Coal and the Bush administration

The New York Times has this article ("Friends in the White House Come to Coal's Aid," 8/9/04) on the efforts made by the executive branch under President Bush to make life easier for coal operators.

Sunday, August 08, 2004

Bristol TN recall - boon or bust

The Bristol paper has this interesting article ("Recall brings moderate change according to analysts," 8/8/04) quoting such experts as Professor Sabato and Bristol 2020 leader Pete Holler on the question of whether the recall in Bristol accomplished much of anything.

Pete Holler said:

"We feel the recall effort was verified by the voting public, with the high turnout and the fact that more than half of voters voted for someone other than the three recalled candidates."

By that standard, Bob Dole in 1996 was "verified," as more than half voted for someone other than Bill Clinton, with a split vote.

Professor Sabato said:

"It’s not uncommon for incumbents to be defeated in every local election these days," he said. "The fact that all but one incumbent was returned to office – and the fact that he lost by a small number of votes – suggests the desire for change was not that widespread."
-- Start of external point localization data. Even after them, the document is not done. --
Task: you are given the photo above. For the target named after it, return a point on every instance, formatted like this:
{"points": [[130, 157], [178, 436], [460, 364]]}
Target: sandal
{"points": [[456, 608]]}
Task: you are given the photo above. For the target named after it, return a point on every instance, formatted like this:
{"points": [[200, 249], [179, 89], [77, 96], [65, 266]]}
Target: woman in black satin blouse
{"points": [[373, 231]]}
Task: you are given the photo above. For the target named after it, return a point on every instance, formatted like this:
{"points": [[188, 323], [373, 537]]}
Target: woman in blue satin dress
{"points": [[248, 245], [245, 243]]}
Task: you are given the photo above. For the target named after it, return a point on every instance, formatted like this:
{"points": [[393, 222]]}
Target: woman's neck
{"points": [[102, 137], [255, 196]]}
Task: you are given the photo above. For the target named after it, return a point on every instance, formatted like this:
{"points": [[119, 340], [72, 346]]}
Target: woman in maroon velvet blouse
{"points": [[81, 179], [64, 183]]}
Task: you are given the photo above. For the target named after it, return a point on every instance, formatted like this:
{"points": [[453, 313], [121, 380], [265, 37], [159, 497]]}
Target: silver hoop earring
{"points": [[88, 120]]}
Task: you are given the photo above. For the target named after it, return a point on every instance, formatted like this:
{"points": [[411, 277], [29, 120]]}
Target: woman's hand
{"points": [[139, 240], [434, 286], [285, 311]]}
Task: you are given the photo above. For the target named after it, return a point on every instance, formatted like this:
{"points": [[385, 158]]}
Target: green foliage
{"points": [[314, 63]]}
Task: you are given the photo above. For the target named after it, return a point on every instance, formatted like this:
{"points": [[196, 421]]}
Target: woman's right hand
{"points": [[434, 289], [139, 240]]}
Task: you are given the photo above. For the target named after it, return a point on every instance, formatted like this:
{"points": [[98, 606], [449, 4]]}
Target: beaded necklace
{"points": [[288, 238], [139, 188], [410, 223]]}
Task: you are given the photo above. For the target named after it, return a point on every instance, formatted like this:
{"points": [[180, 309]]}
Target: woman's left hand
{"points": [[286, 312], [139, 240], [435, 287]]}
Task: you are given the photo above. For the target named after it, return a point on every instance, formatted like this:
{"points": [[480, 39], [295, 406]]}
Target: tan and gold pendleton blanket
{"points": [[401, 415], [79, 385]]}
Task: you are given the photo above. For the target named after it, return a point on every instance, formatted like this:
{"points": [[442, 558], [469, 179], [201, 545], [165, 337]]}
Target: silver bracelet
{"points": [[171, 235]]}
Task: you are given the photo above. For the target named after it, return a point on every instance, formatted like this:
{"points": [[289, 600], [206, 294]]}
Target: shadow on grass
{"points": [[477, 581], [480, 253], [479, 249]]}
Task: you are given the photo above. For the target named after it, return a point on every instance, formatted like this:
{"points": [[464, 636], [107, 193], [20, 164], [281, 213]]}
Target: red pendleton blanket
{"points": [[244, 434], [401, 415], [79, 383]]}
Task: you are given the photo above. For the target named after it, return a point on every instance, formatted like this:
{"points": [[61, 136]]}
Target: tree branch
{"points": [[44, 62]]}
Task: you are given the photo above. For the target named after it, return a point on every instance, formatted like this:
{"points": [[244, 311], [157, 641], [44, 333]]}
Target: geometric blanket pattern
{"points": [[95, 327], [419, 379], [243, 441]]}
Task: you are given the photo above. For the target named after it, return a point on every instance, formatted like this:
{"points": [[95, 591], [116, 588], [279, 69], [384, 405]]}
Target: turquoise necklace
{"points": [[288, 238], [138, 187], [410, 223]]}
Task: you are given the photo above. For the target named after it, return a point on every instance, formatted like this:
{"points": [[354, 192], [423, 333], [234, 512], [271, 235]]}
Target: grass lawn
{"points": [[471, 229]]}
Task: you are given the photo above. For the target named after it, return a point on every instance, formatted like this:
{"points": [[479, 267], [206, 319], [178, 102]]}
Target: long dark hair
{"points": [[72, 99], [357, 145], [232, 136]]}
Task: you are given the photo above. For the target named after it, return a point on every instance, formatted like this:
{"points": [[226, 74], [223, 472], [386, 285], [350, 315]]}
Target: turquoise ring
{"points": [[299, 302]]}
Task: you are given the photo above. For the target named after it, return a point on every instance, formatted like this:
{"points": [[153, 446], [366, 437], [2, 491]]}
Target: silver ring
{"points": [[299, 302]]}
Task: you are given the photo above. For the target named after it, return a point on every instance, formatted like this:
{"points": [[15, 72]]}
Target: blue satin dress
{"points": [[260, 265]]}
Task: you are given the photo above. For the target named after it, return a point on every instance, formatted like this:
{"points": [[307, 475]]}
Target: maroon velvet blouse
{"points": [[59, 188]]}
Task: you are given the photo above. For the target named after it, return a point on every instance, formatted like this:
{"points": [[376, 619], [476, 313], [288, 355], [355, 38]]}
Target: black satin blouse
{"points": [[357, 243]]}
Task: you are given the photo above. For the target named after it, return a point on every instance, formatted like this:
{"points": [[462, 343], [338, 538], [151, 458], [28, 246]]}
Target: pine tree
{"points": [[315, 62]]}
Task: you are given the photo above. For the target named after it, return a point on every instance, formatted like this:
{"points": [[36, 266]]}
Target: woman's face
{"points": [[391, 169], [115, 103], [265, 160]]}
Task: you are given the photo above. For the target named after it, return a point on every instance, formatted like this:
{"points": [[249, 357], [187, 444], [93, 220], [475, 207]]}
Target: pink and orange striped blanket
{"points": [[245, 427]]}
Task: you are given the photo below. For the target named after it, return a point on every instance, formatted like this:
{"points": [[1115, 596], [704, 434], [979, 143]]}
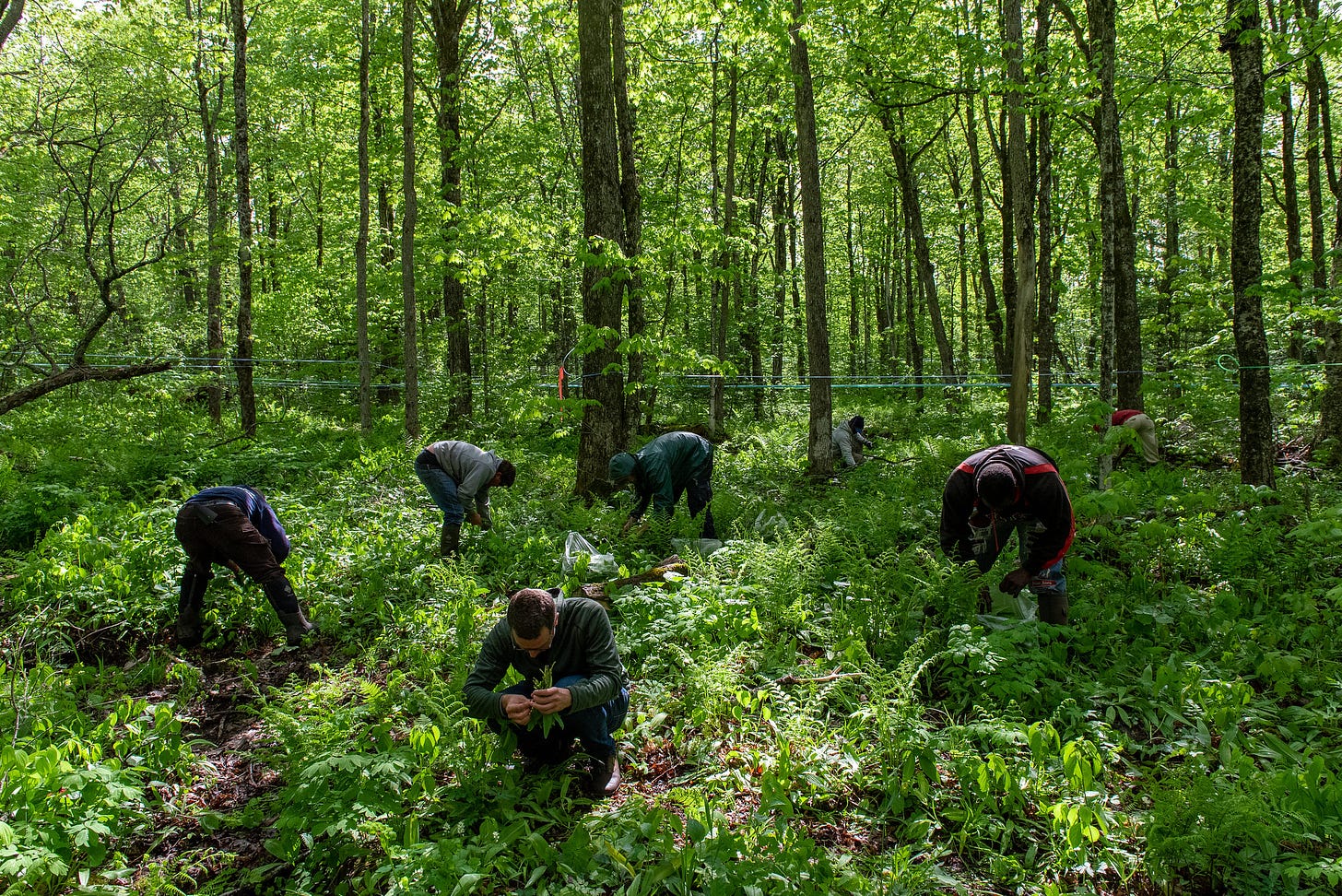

Also, the new man who got in denies any connection between his campaign and Bristol 2020. Earlier in the week, he was quoted as saying, "There was a lot of speculation that Bristol 2020 backed my campaign, but that is absolutely false. They did not."

the [non]billable hour's Five by Five on technology for lawyers

One of the best blogs going is the [non]billable hour, and one of its best features is Five by Five - sort of a mini-roundtable of experts on some useful topic, and one of the best Five by Fives is this one on technologies for lawyers.

I used some of this stuff mentioned - CaseMap (not yet v.5), ActiveWords (not quite up to snuff with it though) - and I've played with OneNote (didn't like it).

My five, if anyone was interested, would be this:

1. Technology to go digital - with transcripts, with imaging of other documents, with e-filing of court papers. I guess this is old hat for many, and inconceivable to others.

2. Search/document management/knowledge management tools - nothing worse that rooting around for stuff on your computer/server, especially e-mails. Fortunately, the relatively small size of what we have stored on disk and the breadth of my memory allow me to get by without too much wailing and gnashing of teeth, but the former is increasing and the latter, regrettably, seems to be shrinking.

3. Display tools - I've got half a dozen trials scheduled within the next 12 months in federal courtrooms with electronic display equipment.

4. Website/blog - well, we have a website, and I have this blog, and they both could use some work as marketing instruments (but they aren't they kind of fun, just the way they are?).

5. Wireless/remote access - One of these days, I'll get a laptop and a wireless router for here at the house, so I can sit out on the back deck and watch the cows while blogging. Whether this will improve productivity, I couldn't say.